Wesfarmers Centre of Vaccines and Infectious Diseases, Telethon Kids Institute, Nedlands, WA 6009, Australia; School of Public Health, University of Sydney, NSW 2006, Australia.
School of Public Health, University of Sydney, NSW 2006, Australia.
Vaccine. 2023 Nov 22;41(48):7250-7258. doi: 10.1016/j.vaccine.2023.10.050. Epub 2023 Oct 29.
We evaluated the frequency of moderate and severe adverse events following coadministration of seasonal influenza vaccine (SIV) versus placebo with COVID-19 vaccines among adults to support practice guidelines.
FluVID is a participant-blinded, phase IV, randomised control trial. On the same day as the participant's scheduled COVID-19 vaccine, participants were randomised to receive SIV or saline placebo; those assigned placebo at visit one then received SIV a week later, and vice versa. Self-reported adverse events were collected daily for seven days following each visit. The primary endpoint was any solicited adverse event of at least moderate severity occurring up to seven days following receipt of SIV or placebo. This was modelled using a Bayesian logistic regression model. Analyses were performed by COVID-19 vaccine type and dose number.

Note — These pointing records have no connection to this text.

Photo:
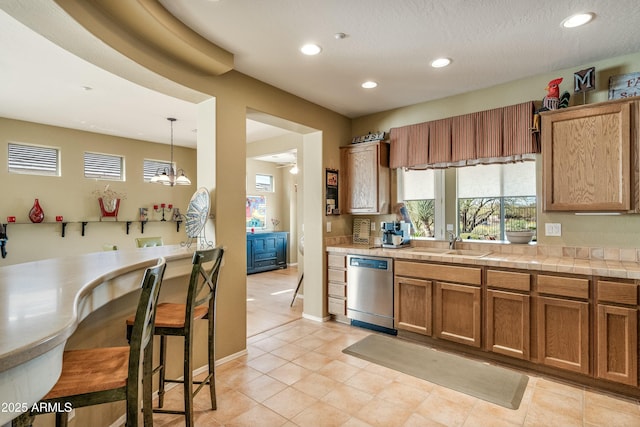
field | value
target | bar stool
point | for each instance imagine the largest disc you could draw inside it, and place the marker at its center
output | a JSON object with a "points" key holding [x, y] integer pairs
{"points": [[100, 375], [175, 319]]}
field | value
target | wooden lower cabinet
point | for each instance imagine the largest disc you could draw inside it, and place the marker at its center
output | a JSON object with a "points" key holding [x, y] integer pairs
{"points": [[337, 285], [413, 300], [617, 344], [563, 334], [508, 324], [458, 313]]}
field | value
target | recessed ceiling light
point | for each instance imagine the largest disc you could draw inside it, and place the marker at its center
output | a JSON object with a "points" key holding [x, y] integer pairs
{"points": [[440, 62], [311, 49], [578, 19]]}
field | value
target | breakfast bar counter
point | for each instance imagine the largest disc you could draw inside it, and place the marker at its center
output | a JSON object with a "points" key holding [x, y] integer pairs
{"points": [[43, 302]]}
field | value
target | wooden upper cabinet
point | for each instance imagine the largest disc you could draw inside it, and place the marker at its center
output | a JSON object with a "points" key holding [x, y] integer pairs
{"points": [[586, 154], [367, 184]]}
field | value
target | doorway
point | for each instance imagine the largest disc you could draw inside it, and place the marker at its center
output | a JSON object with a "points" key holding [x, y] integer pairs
{"points": [[273, 156]]}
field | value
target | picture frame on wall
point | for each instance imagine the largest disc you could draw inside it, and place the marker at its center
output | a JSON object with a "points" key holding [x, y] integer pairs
{"points": [[624, 86], [331, 196]]}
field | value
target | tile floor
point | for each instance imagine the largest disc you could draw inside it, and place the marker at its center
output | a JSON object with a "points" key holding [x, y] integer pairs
{"points": [[296, 375]]}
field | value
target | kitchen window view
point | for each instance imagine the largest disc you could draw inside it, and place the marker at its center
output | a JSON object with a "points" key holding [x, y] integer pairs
{"points": [[491, 200]]}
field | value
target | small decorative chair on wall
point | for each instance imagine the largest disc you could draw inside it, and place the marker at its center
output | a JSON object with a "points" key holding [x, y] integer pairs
{"points": [[101, 375], [175, 319], [147, 242]]}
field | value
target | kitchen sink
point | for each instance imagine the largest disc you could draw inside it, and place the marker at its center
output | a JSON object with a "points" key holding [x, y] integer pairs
{"points": [[444, 251], [428, 250], [468, 252]]}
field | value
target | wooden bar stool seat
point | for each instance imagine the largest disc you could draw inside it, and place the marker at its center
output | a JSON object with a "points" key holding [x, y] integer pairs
{"points": [[176, 319], [101, 375]]}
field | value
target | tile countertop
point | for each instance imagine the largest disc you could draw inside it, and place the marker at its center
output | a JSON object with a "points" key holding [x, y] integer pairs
{"points": [[618, 263]]}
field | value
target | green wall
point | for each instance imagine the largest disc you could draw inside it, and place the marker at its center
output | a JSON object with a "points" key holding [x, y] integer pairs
{"points": [[590, 231]]}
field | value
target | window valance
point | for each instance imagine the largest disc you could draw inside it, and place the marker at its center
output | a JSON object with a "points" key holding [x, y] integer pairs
{"points": [[500, 135]]}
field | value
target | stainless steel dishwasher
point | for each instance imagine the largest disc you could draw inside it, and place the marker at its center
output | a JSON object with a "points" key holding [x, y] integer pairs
{"points": [[370, 292]]}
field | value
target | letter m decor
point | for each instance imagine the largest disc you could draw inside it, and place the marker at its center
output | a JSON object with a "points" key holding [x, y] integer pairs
{"points": [[584, 80]]}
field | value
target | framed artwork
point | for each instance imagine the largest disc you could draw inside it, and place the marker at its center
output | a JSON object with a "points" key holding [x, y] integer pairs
{"points": [[332, 207], [256, 212]]}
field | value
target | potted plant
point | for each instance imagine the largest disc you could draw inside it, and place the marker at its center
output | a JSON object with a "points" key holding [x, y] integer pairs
{"points": [[520, 235]]}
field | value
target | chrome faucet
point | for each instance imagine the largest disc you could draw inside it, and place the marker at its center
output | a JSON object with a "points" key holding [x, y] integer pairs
{"points": [[453, 238]]}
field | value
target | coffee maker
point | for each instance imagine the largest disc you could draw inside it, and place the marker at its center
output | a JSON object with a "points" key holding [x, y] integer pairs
{"points": [[395, 234]]}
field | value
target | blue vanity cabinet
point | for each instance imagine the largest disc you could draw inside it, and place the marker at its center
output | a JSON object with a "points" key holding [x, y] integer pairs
{"points": [[266, 251]]}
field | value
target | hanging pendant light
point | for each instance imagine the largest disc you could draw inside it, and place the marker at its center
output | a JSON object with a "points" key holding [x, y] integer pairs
{"points": [[168, 175]]}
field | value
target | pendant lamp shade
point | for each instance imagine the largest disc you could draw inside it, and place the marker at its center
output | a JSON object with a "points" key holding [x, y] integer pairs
{"points": [[169, 175]]}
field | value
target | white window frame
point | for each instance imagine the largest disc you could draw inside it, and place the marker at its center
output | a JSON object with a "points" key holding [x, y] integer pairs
{"points": [[33, 159], [156, 165], [270, 188], [439, 202], [103, 162]]}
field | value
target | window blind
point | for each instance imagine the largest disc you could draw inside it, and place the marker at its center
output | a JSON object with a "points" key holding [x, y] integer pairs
{"points": [[103, 166], [33, 159], [151, 167]]}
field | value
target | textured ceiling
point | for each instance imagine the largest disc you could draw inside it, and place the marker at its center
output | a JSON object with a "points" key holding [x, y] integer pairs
{"points": [[391, 42]]}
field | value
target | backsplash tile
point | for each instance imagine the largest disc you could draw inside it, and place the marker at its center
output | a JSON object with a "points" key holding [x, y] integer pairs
{"points": [[532, 249]]}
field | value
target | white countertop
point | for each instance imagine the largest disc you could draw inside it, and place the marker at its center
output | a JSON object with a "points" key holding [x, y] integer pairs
{"points": [[42, 303]]}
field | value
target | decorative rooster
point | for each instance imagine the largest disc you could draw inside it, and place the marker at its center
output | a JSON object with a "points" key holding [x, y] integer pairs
{"points": [[552, 101]]}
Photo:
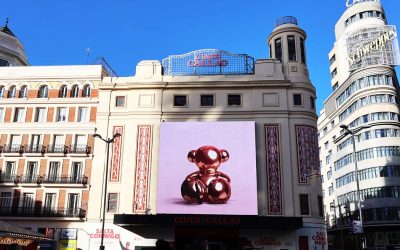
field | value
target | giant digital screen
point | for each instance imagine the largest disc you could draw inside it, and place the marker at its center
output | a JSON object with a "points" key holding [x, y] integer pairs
{"points": [[207, 168]]}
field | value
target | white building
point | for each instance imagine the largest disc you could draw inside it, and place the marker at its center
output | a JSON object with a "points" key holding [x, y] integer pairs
{"points": [[365, 99], [185, 101]]}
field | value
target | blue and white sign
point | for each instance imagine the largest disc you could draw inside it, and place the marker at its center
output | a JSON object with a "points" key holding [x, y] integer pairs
{"points": [[208, 62]]}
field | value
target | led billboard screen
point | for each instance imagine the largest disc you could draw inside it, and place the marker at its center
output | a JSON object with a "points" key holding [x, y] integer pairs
{"points": [[207, 168]]}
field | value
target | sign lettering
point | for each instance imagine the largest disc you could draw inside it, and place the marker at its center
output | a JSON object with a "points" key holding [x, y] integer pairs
{"points": [[352, 2], [374, 45], [207, 60]]}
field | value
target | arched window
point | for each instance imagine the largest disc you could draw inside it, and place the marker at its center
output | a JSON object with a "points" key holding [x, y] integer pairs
{"points": [[86, 91], [75, 91], [43, 92], [12, 92], [2, 89], [63, 91], [23, 92]]}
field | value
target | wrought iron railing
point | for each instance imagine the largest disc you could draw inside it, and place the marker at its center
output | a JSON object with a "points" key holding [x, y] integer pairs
{"points": [[42, 212], [39, 179], [58, 148]]}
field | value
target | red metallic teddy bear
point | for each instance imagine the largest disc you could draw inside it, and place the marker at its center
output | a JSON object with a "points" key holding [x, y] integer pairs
{"points": [[207, 184]]}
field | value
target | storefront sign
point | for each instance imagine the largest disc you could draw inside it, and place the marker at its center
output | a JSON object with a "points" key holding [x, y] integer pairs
{"points": [[267, 241], [207, 60], [67, 245], [374, 45], [352, 2], [197, 220]]}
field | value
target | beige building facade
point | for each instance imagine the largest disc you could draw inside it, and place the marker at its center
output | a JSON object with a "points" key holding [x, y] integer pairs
{"points": [[365, 99]]}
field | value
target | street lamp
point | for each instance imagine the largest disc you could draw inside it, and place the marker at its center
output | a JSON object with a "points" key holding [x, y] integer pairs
{"points": [[108, 142], [352, 132]]}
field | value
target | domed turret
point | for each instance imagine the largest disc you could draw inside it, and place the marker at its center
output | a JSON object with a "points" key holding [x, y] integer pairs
{"points": [[12, 51], [287, 44]]}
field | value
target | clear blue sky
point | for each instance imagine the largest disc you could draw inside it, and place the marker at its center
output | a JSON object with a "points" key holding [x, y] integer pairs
{"points": [[128, 31]]}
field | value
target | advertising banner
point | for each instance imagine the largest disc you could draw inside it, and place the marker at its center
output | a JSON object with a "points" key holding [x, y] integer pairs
{"points": [[375, 45], [207, 168]]}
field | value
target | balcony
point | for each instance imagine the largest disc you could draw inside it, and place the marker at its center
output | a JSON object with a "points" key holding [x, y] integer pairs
{"points": [[42, 212], [49, 149], [45, 179]]}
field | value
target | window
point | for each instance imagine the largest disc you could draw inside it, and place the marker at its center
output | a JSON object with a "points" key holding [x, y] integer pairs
{"points": [[278, 49], [332, 59], [291, 48], [23, 92], [1, 114], [54, 168], [19, 115], [73, 204], [120, 101], [31, 170], [27, 204], [12, 92], [49, 203], [76, 172], [15, 142], [207, 100], [333, 73], [234, 100], [312, 102], [35, 143], [297, 100], [4, 63], [180, 100], [86, 91], [61, 115], [63, 91], [40, 115], [83, 115], [58, 143], [75, 91], [9, 171], [5, 203], [112, 202], [304, 206], [320, 206], [302, 51], [43, 92]]}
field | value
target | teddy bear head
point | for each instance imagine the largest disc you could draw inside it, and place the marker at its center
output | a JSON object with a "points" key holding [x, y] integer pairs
{"points": [[208, 157]]}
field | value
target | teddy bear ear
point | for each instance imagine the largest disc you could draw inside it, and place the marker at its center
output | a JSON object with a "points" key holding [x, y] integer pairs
{"points": [[224, 155], [192, 155]]}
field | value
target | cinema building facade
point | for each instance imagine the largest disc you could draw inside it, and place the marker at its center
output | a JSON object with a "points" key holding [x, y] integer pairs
{"points": [[216, 149], [365, 101]]}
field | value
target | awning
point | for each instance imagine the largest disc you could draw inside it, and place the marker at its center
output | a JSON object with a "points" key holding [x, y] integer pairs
{"points": [[12, 234]]}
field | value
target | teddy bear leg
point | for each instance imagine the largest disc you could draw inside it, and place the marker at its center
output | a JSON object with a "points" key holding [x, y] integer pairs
{"points": [[193, 191], [219, 191]]}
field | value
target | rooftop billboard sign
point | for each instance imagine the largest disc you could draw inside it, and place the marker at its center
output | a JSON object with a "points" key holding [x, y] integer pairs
{"points": [[352, 2], [373, 45], [208, 62]]}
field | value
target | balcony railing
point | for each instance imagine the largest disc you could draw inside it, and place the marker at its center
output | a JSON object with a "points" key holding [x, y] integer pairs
{"points": [[42, 149], [42, 212], [39, 179]]}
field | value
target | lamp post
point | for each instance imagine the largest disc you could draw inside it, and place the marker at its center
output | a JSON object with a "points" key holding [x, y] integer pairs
{"points": [[108, 142], [352, 132]]}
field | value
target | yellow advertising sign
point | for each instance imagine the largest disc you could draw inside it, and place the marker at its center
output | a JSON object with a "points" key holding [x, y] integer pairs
{"points": [[67, 245]]}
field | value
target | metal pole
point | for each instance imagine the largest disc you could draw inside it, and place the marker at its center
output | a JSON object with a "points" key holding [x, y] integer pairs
{"points": [[358, 187], [102, 247]]}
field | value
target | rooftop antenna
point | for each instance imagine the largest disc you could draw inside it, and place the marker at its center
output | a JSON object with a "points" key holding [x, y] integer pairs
{"points": [[88, 53]]}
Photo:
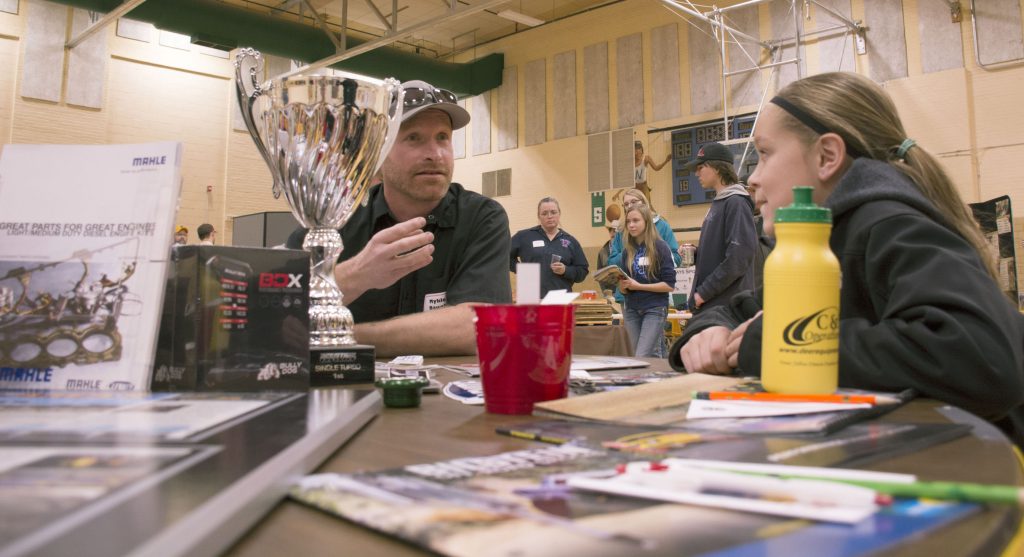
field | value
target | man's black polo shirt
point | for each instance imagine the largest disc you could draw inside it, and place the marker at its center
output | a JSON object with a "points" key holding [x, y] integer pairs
{"points": [[470, 260]]}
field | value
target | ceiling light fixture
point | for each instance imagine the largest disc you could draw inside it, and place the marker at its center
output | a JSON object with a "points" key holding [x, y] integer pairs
{"points": [[518, 17]]}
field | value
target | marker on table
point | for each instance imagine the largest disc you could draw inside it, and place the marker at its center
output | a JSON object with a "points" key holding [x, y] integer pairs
{"points": [[880, 482], [785, 397]]}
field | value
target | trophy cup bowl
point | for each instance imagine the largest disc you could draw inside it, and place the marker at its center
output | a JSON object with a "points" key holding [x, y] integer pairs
{"points": [[324, 137]]}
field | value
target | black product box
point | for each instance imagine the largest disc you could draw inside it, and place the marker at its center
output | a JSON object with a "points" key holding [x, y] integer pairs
{"points": [[235, 319]]}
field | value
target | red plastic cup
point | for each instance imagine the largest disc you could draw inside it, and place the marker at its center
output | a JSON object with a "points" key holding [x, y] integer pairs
{"points": [[525, 352]]}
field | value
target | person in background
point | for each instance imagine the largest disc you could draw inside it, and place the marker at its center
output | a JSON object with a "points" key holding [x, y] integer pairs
{"points": [[422, 250], [725, 254], [602, 257], [765, 243], [650, 274], [635, 198], [206, 233], [561, 258], [180, 236], [641, 163], [920, 304]]}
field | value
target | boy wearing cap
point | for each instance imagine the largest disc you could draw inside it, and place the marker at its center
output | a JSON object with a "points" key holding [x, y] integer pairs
{"points": [[725, 255], [422, 249]]}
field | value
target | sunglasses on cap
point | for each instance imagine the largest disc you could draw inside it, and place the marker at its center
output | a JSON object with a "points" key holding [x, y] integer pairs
{"points": [[418, 96]]}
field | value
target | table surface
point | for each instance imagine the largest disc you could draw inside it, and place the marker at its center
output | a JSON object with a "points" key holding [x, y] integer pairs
{"points": [[443, 429], [601, 340]]}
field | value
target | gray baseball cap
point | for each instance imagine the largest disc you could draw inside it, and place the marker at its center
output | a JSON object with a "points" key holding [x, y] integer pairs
{"points": [[421, 95]]}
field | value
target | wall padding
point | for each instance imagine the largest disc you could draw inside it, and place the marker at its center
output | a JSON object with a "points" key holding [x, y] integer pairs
{"points": [[481, 123], [629, 80], [838, 49], [665, 93], [44, 39], [706, 70], [886, 39], [999, 33], [595, 90], [508, 110], [745, 88], [941, 43], [86, 65], [536, 101], [564, 94]]}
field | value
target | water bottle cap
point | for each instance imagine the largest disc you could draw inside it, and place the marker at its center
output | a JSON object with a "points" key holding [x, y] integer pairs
{"points": [[803, 209]]}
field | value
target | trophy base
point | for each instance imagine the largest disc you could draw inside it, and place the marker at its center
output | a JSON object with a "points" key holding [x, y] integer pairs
{"points": [[341, 365]]}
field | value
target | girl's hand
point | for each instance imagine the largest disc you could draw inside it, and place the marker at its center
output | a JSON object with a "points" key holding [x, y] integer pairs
{"points": [[735, 339], [706, 352]]}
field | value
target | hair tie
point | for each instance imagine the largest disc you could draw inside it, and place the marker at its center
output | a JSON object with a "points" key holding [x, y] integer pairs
{"points": [[904, 146]]}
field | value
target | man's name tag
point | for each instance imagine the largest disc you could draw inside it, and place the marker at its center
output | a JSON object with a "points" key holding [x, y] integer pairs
{"points": [[434, 301]]}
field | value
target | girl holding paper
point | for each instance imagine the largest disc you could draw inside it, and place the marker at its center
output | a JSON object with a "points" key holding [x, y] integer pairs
{"points": [[650, 274]]}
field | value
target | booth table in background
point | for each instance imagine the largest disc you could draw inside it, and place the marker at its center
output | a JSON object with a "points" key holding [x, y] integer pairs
{"points": [[601, 340]]}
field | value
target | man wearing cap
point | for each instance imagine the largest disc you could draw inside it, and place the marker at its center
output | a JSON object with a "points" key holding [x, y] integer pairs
{"points": [[725, 255], [422, 249]]}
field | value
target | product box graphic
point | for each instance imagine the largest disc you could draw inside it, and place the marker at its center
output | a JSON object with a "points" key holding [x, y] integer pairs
{"points": [[235, 319], [85, 234]]}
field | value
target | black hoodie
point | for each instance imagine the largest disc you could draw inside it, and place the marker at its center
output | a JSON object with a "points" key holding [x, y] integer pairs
{"points": [[918, 308]]}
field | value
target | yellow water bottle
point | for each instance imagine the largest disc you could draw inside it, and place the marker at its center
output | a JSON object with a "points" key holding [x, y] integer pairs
{"points": [[800, 343]]}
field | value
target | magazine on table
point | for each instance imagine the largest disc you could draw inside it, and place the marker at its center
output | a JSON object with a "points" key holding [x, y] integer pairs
{"points": [[85, 236], [857, 444], [518, 504]]}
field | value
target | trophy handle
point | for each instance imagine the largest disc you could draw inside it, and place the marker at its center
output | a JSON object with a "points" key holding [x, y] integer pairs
{"points": [[248, 100], [393, 120]]}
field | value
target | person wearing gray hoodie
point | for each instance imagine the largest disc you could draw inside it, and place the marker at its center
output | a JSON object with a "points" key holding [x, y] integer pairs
{"points": [[728, 240]]}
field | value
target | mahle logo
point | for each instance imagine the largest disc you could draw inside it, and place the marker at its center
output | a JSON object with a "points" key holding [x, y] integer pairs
{"points": [[822, 325]]}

Overall, 248 participants were enrolled; of these, 195 had received BNT162b2 and 53 had received mRNA1273 COVID-19 vaccines according to national guidelines. After randomisation, 119 were assigned to receive SIV and 129 were assigned to receive placebo at visit one. Adverse events were most frequently reported as mild (grade 1) in nature. Among 142 BNT162b2 booster dose one and 43 BNT162b2 booster dose two recipients, the posterior median risk difference for moderate/severe adverse events following SIV versus placebo was 13% (95% credible interval [CrI] -0.03 to 0.27) and 13% (95%CrI -0.37 to 0.12), respectively. Among 18 mRNA1273 booster dose one and 35 mRNA1273 booster dose two recipients, the posterior median risk difference of moderate/severe adverse events following influenza vaccine versus placebo was 6% (95%CrI -0.29 to 0.41) and -4% (95%CrI -0.30 to 0.23), respectively.
Adverse events following SIV and COVID-19 co-administration were generally mild and occurred with similar frequency to events following COVID-19 vaccine alone. We found no evidence to justify routine separation of SIV and COVID-19 vaccine doses.
ACTRN12621001063808.
评估在成人中同时接种季节性流感疫苗(SIV)与 COVID-19 疫苗与单独接种 COVID-19 疫苗相比,出现中度和重度不良事件的频率,以支持实践指南。
FluVID 是一项参与者设盲的、四期、随机对照试验。在参与者计划接种 COVID-19 疫苗的同一天,参与者被随机分配接受 SIV 或生理盐水安慰剂;在第一次就诊时被分配安慰剂的参与者一周后接受 SIV,反之亦然。每次就诊后 7 天内每天收集自报告的不良事件。主要终点是在接受 SIV 或安慰剂后 7 天内发生的任何至少中度严重程度的不良事件。使用贝叶斯逻辑回归模型对其进行建模。根据 COVID-19 疫苗类型和剂量数进行分析。
总体而言,共纳入 248 名参与者;其中,根据国家指南,195 名接受了 BNT162b2 疫苗,53 名接受了 mRNA1273 COVID-19 疫苗。随机分组后,119 名被分配接受 SIV,129 名被分配接受第一次就诊时的安慰剂。不良事件最常被报告为轻度(1 级)。在 142 名接受 BNT162b2 加强针一剂和 43 名接受 BNT162b2 加强针两剂的患者中,SIV 与安慰剂相比,中度/重度不良事件的后验中位数风险差异分别为 13%(95%可信区间[CrI]:-0.03 至 0.27)和 13%(95%CrI:-0.37 至 0.12)。在 18 名接受 mRNA1273 加强针一剂和 35 名接受 mRNA1273 加强针两剂的患者中,流感疫苗与安慰剂相比,中度/重度不良事件的后验中位数风险差异分别为 6%(95%CrI:-0.29 至 0.41)和-4%(95%CrI:-0.30 至 0.23)。
SIV 与 COVID-19 联合接种后的不良事件通常为轻度,且与单独接种 COVID-19 疫苗后的不良事件发生频率相似。我们没有发现证据支持常规将 SIV 与 COVID-19 疫苗分开接种。
ACTRN12621001063808。